C’est donc après un mandat de trois ans que Nicolas Buck cède les rênes de la Fédération des industriels luxembourgeois à la patronne du groupe Alipa. (Photo: Matic Zorman)

Le président de la Fedil, désormais à la tête de l’UEL, a passé le flambeau à la patronne du groupe Alipa, ce jeudi 25 avril.

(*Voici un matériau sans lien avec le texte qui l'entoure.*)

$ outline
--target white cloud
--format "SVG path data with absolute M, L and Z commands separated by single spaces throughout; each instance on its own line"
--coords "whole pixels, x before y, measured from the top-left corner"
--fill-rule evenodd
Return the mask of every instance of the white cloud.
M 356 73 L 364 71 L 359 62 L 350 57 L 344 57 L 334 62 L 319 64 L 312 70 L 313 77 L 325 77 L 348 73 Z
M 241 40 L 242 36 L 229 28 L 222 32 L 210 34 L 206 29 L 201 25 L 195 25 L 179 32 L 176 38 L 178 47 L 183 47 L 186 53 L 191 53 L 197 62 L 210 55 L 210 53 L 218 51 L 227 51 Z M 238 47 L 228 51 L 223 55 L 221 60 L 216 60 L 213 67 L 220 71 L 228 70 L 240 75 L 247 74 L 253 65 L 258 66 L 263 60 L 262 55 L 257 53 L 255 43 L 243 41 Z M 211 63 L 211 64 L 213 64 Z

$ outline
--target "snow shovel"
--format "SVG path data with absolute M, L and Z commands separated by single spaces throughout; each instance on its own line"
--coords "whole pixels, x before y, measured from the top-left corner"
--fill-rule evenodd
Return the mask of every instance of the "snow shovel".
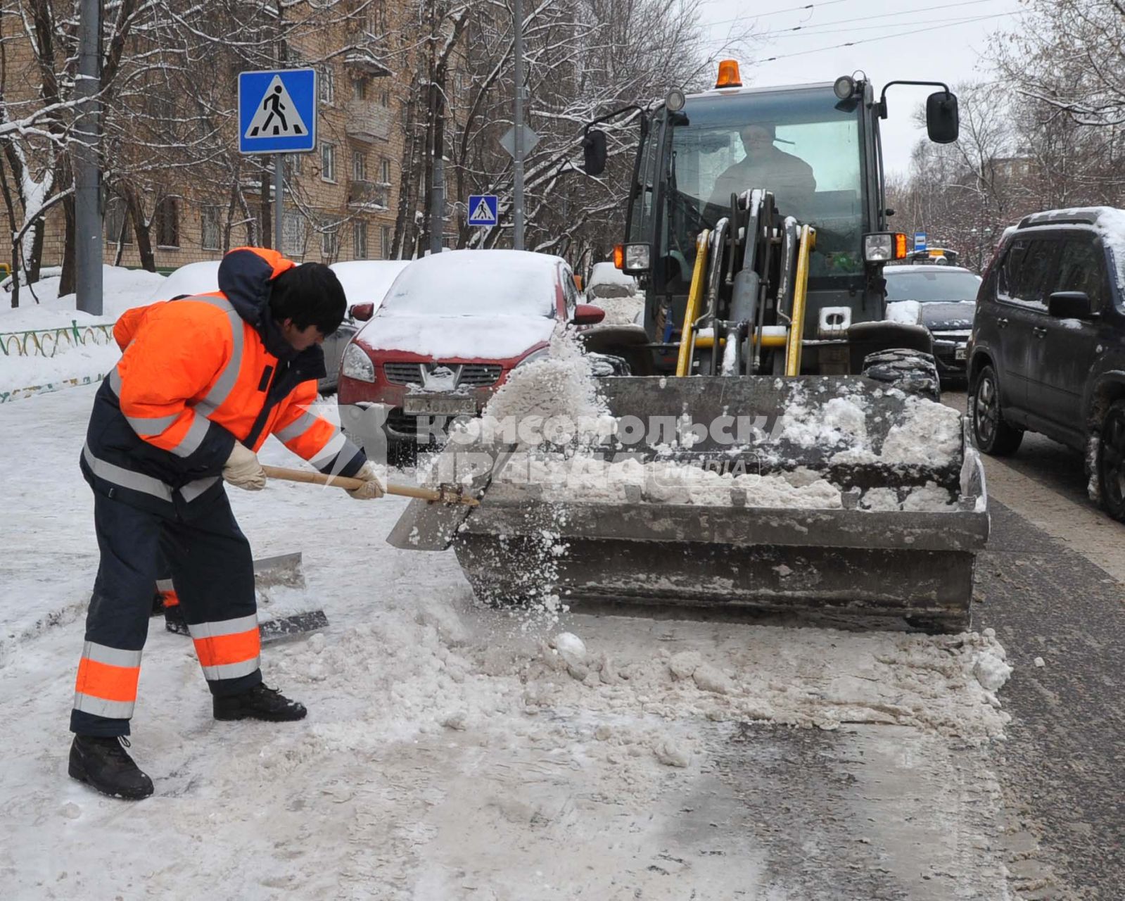
M 263 642 L 324 629 L 323 610 L 309 610 L 300 553 L 254 560 L 258 632 Z

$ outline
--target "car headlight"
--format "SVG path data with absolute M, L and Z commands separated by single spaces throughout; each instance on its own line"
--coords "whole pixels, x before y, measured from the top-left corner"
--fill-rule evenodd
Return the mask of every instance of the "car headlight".
M 340 373 L 350 379 L 375 381 L 375 363 L 363 352 L 363 349 L 353 341 L 344 350 L 344 359 L 340 366 Z
M 533 363 L 538 360 L 546 360 L 550 355 L 551 355 L 550 348 L 540 348 L 539 350 L 529 353 L 526 357 L 520 360 L 520 362 L 513 366 L 512 369 L 519 369 L 524 363 Z

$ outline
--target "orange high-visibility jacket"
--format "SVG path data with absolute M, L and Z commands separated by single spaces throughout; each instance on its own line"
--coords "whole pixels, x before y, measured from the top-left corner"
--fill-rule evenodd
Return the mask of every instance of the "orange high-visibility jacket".
M 256 451 L 271 433 L 324 472 L 359 470 L 363 452 L 309 412 L 323 351 L 294 352 L 270 316 L 270 282 L 292 265 L 240 247 L 219 265 L 219 291 L 118 319 L 124 354 L 98 391 L 82 451 L 96 489 L 186 512 L 222 490 L 235 441 Z

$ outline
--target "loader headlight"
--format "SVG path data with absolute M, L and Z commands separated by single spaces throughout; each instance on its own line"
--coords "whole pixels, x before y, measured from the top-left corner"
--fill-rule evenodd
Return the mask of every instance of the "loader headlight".
M 344 359 L 340 364 L 340 373 L 350 379 L 360 381 L 375 381 L 375 363 L 363 349 L 354 341 L 344 350 Z
M 903 232 L 875 232 L 863 236 L 863 259 L 868 263 L 904 260 L 907 236 Z
M 618 244 L 613 249 L 613 264 L 630 276 L 648 272 L 650 259 L 648 244 Z

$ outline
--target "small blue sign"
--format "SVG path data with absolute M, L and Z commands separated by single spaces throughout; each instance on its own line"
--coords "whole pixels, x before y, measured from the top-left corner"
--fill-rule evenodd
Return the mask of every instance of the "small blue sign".
M 496 195 L 470 193 L 469 225 L 495 225 L 496 222 Z
M 238 73 L 238 153 L 316 150 L 316 70 Z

Michèle Detaille a confirmé qu’elle allait poursuivre les travaux engagés par son prédécesseur durant son mandat de trois ans.

À quelques heures de l’assemblée générale qui allait confirmer la succession de Michèle Detaille à Nicolas Buck  à la présidence de la Fedil, tous deux, ainsi que René Winkin , directeur de la Fédération, ont tenu, ce jeudi 25 avril, une conférence de presse en matinée pour dresser un bilan de l’année écoulée et les perspectives pour l’année 2019.

Trois grandes priorités

C’est donc après un mandat de trois ans que Nicolas Buck , désormais président de l’Union des entreprises luxembourgeoises (UEL) , cède les rênes de la Fedil à la patronne du groupe Alipa.

«Nous avons désormais 600 membres, et nous avions choisi de séparer certains sujets plus proches de l’UEL pour nous concentrer sur des problématiques propres à nos entreprises, comme la recherche de talents ou la digitalisation», ajoute Nicolas Buck, qui a tenu à rappeler également que le poste de président de la Fedil n’est pas rémunéré, «mais bénévole».

Ces thèmes resteront les priorités de Michèle Detaille durant son mandat, elle qui était déjà vice-présidente de la Fedil : «Je suis tout à fait en accord avec le positionnement des trois dernières années, mes priorités sont celles définies par Nicolas (Buck): les talents, la transition énergétique et la transformation digitale.»

Rendre l’industrie «sexy»

Celle qui siège au conseil d’administration de la Fedil depuis 2005 a, par exemple, expliqué qu’il fallait «moderniser le droit du travail», afin que les entreprises puissent s’adapter aux congés parentaux qui sont plébiscités par les salariés: «Nous allons expliquer, en partenariat avec l’UEL, les contraintes que cela peut représenter au niveau des remplacements pour une société.»

Concernant la pénurie de talents, «c’est à nous de faire un effort pour attirer les jeunes et rendre l’industrie ‘sexy’. C’est ce que nous faisons, par exemple, avec le projet HelloFuture», ajoute Michèle Detaille.

Six départs et huit arrivées au conseil d’administration

Et durant l’assemblée générale qui a vu la première femme, de surcroît non-Luxembourgeoise, devenir présidente de la Fedil, plusieurs changements au conseil d’administration ont aussi eu lieu.

Anne-Christine Ayed,  Georges Bock , Paul Jung, Charles H. Loesch, Michel Wurth et, bien entendu, Nicolas Buck quittent le conseil d’administration.

Claude Seywert  (CEO, Encevo), Thierry Wolter (membre de l’executive board de Ceratizit), Roland Bastian (CEO & country manager, ArcelorMittal Luxembourg), Robert Glaesener (CEO, Talkwalker), Georges Kioes (partner, Deloitte Luxembourg), Paul Meyers (managing director, country leader, DuPont de Nemours), Jean-Louis Schiltz  (senior partner, Schiltz & Schiltz) et Philippe Schmitz (CEO, Rotarex): des arrivées qui reflètent l’évolution de la Fedil vers une organisation des industries et de leurs fournisseurs de services.